India treats China as part of Pakistan problem. Very stupid approach the essentially turned uninformed fear into reality.
The bigger issue is, imho, the opposite direction though. The opinion you've just described (that India is 阿三 soft nuisance, and best way to handle it is through occasional beating) is shared widely in China's society, "widely" here meaning very high up. India is indeed sort of despised.
Modi tried fixing China relations early on (spending not insignificant political capital back then, because China is a big red flag in New Delhi), and it went nowhere largely due to China. Nowhere = no special reply.
Why India tried? Oh, it's simple. Just as India is Pakistan's main threat, main threat for India's government is it's own population expectations. They have a billion people in need of basics - water and electricity to homes, infrastructure, basic modern goods. All things that just happen to come from China, or China being best at.
Offtop: btw, strictly speaking, this is something Trump admin seems to miss. Indian modernization in general is far more tied on China than on any western markets regardless of relationship between Beijing and New Delhi. Hard to admit in DC, though.
I am not nowhere near Zhongnanhai, I don't know whether border accidents were intentional, or caused by an overzealous new PLA border commander. The problem was that Beijing decided it's a way to go, and India has nowhere to go anyway.
The result was horrible - arguably, China's largest geopolitical mistake of 2010s, - as India was almost pushed into western fold (something it resists with passion), and it took entire Trump to almost miraculously break it down. And miracles aren't something you rely on in IR.
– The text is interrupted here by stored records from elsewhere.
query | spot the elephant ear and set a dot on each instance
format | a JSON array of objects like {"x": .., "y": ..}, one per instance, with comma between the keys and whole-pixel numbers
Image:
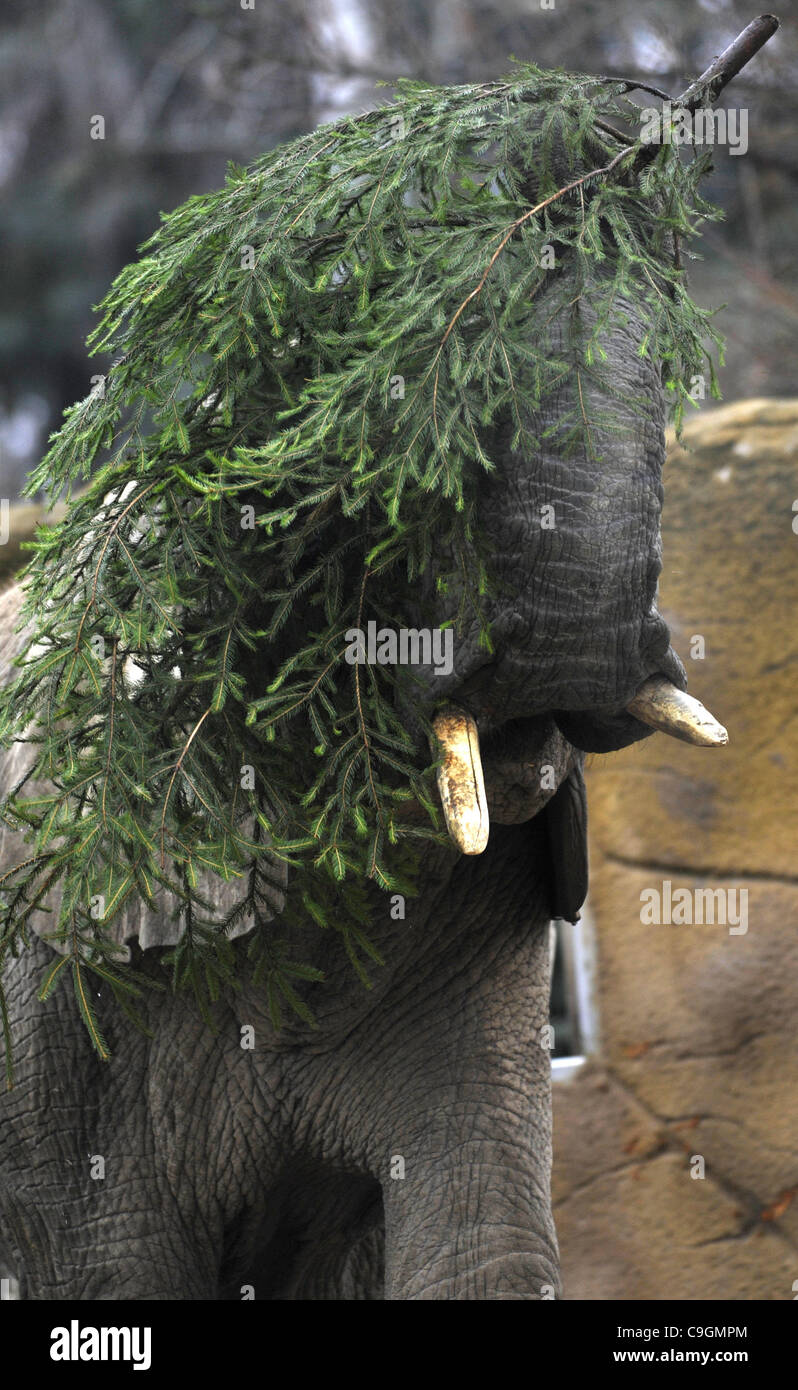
[
  {"x": 566, "y": 827},
  {"x": 153, "y": 925}
]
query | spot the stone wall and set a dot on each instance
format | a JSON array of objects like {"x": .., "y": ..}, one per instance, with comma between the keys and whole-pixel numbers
[{"x": 698, "y": 1026}]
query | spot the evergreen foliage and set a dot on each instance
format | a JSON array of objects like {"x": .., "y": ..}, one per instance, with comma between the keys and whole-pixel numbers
[{"x": 259, "y": 491}]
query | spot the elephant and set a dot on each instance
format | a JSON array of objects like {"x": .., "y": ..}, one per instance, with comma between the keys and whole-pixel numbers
[{"x": 401, "y": 1148}]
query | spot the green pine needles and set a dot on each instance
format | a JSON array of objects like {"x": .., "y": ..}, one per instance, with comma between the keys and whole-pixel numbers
[{"x": 306, "y": 367}]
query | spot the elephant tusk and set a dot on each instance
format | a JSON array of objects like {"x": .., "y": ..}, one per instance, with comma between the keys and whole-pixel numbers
[
  {"x": 460, "y": 781},
  {"x": 672, "y": 710}
]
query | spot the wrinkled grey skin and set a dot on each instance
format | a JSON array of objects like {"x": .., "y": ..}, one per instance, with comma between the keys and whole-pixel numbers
[{"x": 278, "y": 1166}]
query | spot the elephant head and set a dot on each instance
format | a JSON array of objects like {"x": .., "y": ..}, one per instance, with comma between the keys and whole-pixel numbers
[{"x": 581, "y": 659}]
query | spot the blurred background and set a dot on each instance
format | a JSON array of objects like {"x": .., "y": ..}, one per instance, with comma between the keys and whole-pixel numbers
[{"x": 189, "y": 85}]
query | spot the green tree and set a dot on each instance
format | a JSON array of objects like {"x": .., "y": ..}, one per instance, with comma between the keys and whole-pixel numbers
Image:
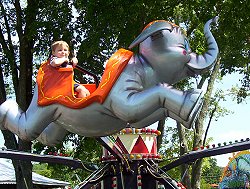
[
  {"x": 97, "y": 28},
  {"x": 24, "y": 25}
]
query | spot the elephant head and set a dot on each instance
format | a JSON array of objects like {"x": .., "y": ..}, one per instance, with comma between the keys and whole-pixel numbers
[{"x": 166, "y": 49}]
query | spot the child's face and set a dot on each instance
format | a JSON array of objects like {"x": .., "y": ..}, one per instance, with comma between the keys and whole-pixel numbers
[{"x": 61, "y": 51}]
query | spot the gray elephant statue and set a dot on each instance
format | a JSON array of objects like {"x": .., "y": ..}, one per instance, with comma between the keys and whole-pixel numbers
[{"x": 140, "y": 95}]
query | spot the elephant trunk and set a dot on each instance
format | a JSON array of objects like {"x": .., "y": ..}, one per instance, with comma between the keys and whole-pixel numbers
[{"x": 200, "y": 63}]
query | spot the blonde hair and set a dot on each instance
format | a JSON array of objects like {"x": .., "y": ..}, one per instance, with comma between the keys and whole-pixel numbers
[{"x": 58, "y": 43}]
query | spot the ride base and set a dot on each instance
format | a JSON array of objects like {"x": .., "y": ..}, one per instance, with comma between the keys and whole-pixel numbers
[{"x": 130, "y": 161}]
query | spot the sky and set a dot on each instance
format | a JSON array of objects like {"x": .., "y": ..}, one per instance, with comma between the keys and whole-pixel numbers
[{"x": 232, "y": 127}]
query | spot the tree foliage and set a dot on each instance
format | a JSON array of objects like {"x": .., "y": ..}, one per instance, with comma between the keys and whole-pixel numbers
[{"x": 97, "y": 28}]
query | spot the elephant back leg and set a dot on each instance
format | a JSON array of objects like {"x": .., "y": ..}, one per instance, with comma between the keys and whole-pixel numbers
[
  {"x": 52, "y": 135},
  {"x": 27, "y": 125}
]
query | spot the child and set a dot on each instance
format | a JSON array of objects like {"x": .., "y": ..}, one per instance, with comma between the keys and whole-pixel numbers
[{"x": 59, "y": 58}]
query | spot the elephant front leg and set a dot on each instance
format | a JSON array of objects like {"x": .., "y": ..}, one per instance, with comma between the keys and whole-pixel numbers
[
  {"x": 133, "y": 106},
  {"x": 183, "y": 107}
]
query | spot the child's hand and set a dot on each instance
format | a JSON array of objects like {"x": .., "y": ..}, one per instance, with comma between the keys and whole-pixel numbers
[{"x": 74, "y": 61}]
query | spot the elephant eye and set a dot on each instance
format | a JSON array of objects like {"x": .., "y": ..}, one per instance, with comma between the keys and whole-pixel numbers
[
  {"x": 186, "y": 45},
  {"x": 156, "y": 35}
]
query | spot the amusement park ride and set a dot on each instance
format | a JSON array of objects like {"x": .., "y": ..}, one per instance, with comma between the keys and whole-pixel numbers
[{"x": 134, "y": 92}]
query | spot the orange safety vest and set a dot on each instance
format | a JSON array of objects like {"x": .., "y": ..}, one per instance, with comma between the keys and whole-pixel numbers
[{"x": 55, "y": 85}]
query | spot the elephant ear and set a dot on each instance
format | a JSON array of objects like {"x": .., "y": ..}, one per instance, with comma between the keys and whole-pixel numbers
[{"x": 150, "y": 29}]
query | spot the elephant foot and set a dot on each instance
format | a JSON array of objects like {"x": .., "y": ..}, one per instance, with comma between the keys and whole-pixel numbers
[
  {"x": 4, "y": 108},
  {"x": 190, "y": 108}
]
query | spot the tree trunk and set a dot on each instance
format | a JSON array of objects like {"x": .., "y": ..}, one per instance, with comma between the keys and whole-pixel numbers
[{"x": 196, "y": 168}]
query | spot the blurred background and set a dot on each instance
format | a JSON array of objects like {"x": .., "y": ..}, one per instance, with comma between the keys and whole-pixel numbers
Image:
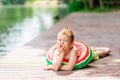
[{"x": 23, "y": 20}]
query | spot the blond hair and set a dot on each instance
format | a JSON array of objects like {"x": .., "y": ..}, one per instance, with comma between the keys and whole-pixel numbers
[{"x": 68, "y": 31}]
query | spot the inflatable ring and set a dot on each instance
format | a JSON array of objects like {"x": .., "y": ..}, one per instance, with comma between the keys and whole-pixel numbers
[{"x": 84, "y": 55}]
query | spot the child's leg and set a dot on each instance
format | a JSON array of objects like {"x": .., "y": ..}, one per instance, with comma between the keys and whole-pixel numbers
[{"x": 101, "y": 51}]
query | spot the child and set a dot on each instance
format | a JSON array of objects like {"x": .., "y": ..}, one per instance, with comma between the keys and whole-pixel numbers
[{"x": 64, "y": 49}]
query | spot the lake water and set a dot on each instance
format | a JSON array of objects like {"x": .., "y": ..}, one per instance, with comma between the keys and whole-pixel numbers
[{"x": 19, "y": 25}]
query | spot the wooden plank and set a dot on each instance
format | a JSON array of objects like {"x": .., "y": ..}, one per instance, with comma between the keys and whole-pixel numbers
[{"x": 27, "y": 62}]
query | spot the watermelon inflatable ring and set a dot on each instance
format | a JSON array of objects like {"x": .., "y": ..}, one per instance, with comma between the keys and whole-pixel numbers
[{"x": 84, "y": 55}]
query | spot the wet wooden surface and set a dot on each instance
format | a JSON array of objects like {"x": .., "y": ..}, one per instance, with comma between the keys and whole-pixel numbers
[{"x": 96, "y": 29}]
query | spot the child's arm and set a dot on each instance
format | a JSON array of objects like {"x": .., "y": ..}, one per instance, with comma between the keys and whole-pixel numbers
[
  {"x": 72, "y": 61},
  {"x": 58, "y": 58}
]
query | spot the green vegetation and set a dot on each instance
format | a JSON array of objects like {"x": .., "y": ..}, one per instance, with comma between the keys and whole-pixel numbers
[
  {"x": 15, "y": 2},
  {"x": 12, "y": 15}
]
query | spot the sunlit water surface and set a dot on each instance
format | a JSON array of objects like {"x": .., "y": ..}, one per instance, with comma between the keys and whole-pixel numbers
[{"x": 19, "y": 25}]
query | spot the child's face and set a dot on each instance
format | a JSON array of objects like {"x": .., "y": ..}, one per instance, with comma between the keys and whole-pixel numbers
[{"x": 64, "y": 40}]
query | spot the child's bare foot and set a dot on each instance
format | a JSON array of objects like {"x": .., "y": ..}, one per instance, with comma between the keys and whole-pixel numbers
[{"x": 101, "y": 51}]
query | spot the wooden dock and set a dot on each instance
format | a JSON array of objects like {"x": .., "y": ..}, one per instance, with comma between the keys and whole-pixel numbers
[{"x": 96, "y": 29}]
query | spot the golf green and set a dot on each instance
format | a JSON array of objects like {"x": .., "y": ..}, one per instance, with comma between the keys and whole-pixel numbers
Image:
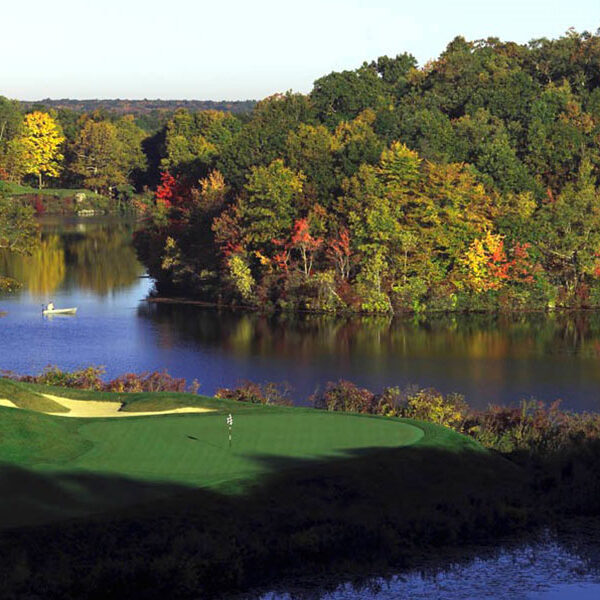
[{"x": 194, "y": 449}]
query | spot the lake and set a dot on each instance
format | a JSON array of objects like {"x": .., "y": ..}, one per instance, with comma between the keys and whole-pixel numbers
[{"x": 91, "y": 264}]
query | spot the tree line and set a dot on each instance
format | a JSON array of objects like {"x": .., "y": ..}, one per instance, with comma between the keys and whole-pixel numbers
[{"x": 466, "y": 183}]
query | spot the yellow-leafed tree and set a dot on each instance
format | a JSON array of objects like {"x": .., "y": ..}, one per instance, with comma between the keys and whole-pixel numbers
[{"x": 40, "y": 142}]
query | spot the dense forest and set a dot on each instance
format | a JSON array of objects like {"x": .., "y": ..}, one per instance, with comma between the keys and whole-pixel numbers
[{"x": 469, "y": 183}]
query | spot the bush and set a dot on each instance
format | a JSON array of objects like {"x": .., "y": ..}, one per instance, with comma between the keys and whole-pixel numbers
[
  {"x": 90, "y": 378},
  {"x": 255, "y": 393},
  {"x": 344, "y": 396}
]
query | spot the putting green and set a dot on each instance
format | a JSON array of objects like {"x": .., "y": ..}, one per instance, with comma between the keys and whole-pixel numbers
[
  {"x": 195, "y": 449},
  {"x": 53, "y": 468}
]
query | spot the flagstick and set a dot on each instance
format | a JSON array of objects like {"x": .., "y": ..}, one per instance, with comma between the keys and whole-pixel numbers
[{"x": 229, "y": 422}]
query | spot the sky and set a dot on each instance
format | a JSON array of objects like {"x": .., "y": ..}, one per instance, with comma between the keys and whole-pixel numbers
[{"x": 243, "y": 49}]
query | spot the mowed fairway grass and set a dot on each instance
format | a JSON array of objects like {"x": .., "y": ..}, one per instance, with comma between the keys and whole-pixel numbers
[{"x": 45, "y": 458}]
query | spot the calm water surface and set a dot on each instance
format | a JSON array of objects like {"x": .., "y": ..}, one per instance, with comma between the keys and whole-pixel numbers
[{"x": 92, "y": 265}]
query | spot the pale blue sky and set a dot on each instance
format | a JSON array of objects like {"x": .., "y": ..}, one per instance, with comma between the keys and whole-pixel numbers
[{"x": 242, "y": 49}]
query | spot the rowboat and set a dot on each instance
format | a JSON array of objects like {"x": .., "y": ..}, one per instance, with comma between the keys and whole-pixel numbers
[{"x": 59, "y": 311}]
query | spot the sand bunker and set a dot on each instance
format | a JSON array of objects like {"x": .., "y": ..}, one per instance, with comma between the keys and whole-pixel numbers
[{"x": 93, "y": 408}]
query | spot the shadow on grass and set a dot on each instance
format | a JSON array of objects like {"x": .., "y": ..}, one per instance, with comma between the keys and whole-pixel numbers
[{"x": 373, "y": 507}]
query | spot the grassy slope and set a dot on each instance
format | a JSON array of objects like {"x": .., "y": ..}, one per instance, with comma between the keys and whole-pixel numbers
[
  {"x": 180, "y": 515},
  {"x": 14, "y": 189},
  {"x": 28, "y": 397}
]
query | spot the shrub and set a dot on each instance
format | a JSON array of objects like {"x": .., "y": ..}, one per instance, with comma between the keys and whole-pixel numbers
[
  {"x": 344, "y": 396},
  {"x": 146, "y": 382}
]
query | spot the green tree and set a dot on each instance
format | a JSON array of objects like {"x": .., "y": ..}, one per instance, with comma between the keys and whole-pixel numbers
[
  {"x": 18, "y": 232},
  {"x": 271, "y": 204}
]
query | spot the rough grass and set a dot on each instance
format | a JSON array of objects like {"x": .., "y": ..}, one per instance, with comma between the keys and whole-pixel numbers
[{"x": 92, "y": 507}]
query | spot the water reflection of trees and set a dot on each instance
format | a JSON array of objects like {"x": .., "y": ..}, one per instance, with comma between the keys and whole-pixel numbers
[
  {"x": 454, "y": 336},
  {"x": 102, "y": 260},
  {"x": 43, "y": 271},
  {"x": 96, "y": 257}
]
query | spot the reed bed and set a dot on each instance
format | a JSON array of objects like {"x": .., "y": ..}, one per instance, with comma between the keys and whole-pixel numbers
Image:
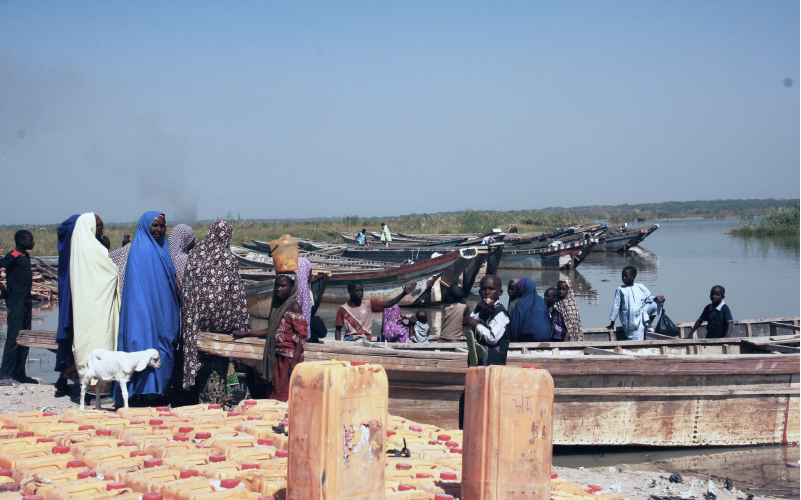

Just to give you an idea how horrible - imagine Russia collapsing into blue in 2022-23(something light blue India would love the most, as India is traditional friendly to Russia; that's its biggest contradiction going away). That would've been effective strategic encirclement.
Hopefully, it will be fixed this time (China started reflecting that being surrounded by blues isn't exactly a good position starting last year) at least. But at least current Indian admin remembers that going to China may burn hands badly, and very unlikely Chinese giants (ZTE, HUAWEI, etc) will be able to reap that was possible in 2010s.
Yes, perhaps Beijing doesn't want to see itself doing that Soviet Union did for China in the 1950s, paving way for a future superpower to, first, contribute to SU overstretch, collapse, and then outright replacing it . But China of 1950s was 100% red, redder and more irreconcilable with west than Russia itself; Soviet Union had a choice.
India is neutral, and leaning blue. It is fundamental difference.